ASIA Y OCEANÍA

China y Siria reaccionan a la dimisión de Evo Morales

El Ministerio de Exteriores de China expresó la esperanza de que las partes en Bolivia superen sus desacuerdos para normalizar la situación lo más pronto posible, mientras que Siria condenó los recientes acontecimientos en Bolivia que calificó de un golpe de Estado militar, y expresó su solidaridad con Evo Morales.

«China espera que todas las partes en Bolivia puedan resolver sus discrepancias en el marco de la Constitución y la ley para restablecer lo más temprano posible la estabilidad política y social», declaró el portavoz de la Cancillería china, Geng Shuang.
Reacción de Siria
Siria condenó los recientes acontecimientos en Bolivia que calificó de un golpe de Estado militar, y expresó su solidaridad con Evo Morales, informó la agencia gubernamental siria SANA.

«La República Árabe Siria condena con firmeza el golpe de Estado en Bolivia y expresa su solidaridad con el presidente electo legítimamente Evo Morales», dijo al medio una fuente de la Cancillería siria.
El interlocutor de la agencia señaló que Damasco reitera su apoyo al pueblo boliviano y valora altamente la lucha de los pueblos de América Latina contra «la hegemonía de Estados Unidos y su injerencia escandalosa en los asuntos de esos países».

Evo Morales, presidente de Bolivia

El líder indígena Evo Morales, que ejercía la presidencia de Bolivia desde 2006, dimitió este 10 de noviembre en medio de violentas protestas y tras petición expresa por parte de la policía y las Fuerzas Armadas.
La renuncia se produjo poco después del anuncio de nuevas elecciones generales, y en la misma fecha en que auditores de la Organización de los Estados Americanos (OEA) sugerían repetir la votación en Bolivia ante la imposibilidad de validar la victoria de Morales en los comicios del 20 de octubre pasado.

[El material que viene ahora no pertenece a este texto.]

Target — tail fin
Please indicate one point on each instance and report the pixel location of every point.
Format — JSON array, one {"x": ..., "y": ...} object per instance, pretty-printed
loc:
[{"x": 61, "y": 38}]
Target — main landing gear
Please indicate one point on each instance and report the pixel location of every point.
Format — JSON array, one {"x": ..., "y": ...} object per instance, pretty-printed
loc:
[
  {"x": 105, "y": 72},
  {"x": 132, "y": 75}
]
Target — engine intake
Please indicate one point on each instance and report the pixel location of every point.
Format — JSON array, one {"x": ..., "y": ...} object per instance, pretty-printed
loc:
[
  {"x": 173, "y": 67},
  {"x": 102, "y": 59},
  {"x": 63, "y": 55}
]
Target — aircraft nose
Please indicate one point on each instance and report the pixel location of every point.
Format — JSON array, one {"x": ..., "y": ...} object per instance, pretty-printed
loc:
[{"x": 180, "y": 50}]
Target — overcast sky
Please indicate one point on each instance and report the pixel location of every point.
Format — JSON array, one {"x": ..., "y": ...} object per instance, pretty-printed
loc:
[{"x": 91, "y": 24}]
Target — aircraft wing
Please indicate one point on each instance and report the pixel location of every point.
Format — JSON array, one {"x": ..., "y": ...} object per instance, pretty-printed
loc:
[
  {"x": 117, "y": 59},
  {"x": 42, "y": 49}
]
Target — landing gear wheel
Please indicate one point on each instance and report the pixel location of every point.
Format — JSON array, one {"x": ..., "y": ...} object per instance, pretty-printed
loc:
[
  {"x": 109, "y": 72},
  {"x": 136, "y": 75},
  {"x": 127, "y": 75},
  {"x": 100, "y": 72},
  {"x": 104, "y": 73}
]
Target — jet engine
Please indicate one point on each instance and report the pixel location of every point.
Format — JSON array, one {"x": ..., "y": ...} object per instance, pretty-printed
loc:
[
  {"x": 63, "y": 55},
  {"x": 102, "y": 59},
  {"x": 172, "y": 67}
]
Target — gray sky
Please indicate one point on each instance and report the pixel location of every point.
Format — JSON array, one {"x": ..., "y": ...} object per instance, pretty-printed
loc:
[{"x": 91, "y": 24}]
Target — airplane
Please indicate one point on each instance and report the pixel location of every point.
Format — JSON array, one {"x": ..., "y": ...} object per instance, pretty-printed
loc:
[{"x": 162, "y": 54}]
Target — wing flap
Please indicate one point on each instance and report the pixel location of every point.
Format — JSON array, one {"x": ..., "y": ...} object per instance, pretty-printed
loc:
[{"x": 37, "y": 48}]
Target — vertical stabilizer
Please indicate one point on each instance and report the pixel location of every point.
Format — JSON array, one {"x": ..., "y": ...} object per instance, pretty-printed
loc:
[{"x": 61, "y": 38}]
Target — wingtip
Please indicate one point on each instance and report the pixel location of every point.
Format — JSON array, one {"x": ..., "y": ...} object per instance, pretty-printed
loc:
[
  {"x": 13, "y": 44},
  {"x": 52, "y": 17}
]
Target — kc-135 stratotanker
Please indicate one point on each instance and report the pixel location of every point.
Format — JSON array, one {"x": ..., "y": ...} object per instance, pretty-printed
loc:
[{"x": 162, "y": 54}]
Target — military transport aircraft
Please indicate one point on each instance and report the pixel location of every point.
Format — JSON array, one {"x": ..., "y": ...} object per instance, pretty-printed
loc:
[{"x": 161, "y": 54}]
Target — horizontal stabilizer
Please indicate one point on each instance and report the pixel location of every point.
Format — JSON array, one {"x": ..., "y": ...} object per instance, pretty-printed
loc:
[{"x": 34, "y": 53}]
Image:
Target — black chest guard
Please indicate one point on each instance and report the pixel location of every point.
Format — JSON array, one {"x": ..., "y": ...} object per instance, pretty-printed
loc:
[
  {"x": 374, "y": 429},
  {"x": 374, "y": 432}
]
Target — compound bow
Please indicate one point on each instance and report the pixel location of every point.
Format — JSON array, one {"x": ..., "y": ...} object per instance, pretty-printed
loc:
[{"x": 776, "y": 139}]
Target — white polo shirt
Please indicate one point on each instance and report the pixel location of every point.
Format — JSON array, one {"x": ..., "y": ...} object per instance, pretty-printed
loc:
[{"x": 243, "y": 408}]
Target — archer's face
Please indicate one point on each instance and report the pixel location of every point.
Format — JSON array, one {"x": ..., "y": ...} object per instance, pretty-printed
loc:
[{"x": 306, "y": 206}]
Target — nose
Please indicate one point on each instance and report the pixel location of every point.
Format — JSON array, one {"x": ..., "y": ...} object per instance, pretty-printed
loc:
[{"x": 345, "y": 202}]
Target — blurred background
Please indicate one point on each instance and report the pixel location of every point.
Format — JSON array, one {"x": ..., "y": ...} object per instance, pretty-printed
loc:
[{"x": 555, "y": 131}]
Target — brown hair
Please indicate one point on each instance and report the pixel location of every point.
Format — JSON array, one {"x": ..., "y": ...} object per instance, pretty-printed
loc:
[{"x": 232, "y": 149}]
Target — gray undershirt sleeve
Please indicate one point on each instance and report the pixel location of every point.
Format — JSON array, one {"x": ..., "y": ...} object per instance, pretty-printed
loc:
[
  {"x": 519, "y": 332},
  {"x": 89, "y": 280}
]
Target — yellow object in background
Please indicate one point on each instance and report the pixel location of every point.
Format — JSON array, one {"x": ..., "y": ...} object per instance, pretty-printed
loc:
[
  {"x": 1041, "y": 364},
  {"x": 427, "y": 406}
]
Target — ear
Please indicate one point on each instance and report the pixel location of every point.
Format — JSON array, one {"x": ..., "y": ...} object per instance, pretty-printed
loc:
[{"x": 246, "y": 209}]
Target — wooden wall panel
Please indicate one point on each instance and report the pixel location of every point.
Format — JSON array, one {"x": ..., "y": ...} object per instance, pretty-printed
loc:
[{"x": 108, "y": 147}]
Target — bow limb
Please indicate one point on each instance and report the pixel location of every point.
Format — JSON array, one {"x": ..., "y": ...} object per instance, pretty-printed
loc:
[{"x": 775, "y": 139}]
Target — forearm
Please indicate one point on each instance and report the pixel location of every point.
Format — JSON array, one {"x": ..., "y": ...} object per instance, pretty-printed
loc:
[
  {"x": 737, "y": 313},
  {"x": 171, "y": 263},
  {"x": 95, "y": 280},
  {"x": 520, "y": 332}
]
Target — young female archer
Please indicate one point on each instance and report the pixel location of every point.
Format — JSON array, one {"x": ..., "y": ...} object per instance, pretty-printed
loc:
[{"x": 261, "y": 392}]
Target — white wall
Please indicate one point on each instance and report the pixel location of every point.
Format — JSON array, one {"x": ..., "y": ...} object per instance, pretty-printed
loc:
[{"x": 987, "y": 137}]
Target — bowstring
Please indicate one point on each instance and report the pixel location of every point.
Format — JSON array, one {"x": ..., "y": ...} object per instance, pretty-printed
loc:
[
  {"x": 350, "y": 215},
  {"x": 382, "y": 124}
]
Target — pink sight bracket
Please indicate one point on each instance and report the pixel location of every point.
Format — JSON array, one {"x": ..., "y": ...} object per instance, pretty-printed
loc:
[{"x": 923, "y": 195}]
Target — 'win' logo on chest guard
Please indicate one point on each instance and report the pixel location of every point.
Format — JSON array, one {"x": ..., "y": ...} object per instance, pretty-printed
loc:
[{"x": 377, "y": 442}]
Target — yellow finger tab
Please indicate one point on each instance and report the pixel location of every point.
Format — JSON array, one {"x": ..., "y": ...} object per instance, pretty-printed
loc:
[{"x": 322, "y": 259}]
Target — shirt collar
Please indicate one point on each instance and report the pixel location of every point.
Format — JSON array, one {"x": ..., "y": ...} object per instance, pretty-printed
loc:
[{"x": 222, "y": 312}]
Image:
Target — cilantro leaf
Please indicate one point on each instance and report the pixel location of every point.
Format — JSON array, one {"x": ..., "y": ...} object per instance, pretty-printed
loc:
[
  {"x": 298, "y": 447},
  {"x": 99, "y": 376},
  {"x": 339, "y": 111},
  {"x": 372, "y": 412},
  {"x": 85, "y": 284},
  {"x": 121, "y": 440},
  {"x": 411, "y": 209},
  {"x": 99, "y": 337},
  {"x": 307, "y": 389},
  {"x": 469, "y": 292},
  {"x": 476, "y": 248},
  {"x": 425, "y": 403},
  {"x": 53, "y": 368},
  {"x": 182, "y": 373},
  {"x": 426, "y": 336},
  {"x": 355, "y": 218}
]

El dirigente del Movimiento al Socialismo (MAS) alegó la necesidad de poner fin a una campaña de secuestros, maltratos y persecuciones y denunció un «golpe cívico-político-policial» orquestado por el expresidente Carlos Mesa, su exrival en las recientes elecciones presidenciales, y el líder cívico Luis Fernando Camacho.

La dimisión de Morales desató una situación de vacío de poder e inseguridad con acciones de vandalismo, saqueos, ataques a domicilios y cortes del agua potable que cundieron en la noche del 10 de noviembre.
Varias naciones, entre ellas Cuba, México y Venezuela, calificaron lo sucedido como un golpe de Estado.

Tras la renuncia de Evo Morales y buena parte de la cúpula dirigente, incluido el vicepresidente Álvaro García Linera y la titular del Senado Adriana Salvatierra, la segunda vicepresidenta de la Cámara de Senadores, Jeanine Añez Chávez, reclamó que le corresponde a ella asumir provisionalmente la presidencia de Bolivia para convocar nuevas elecciones.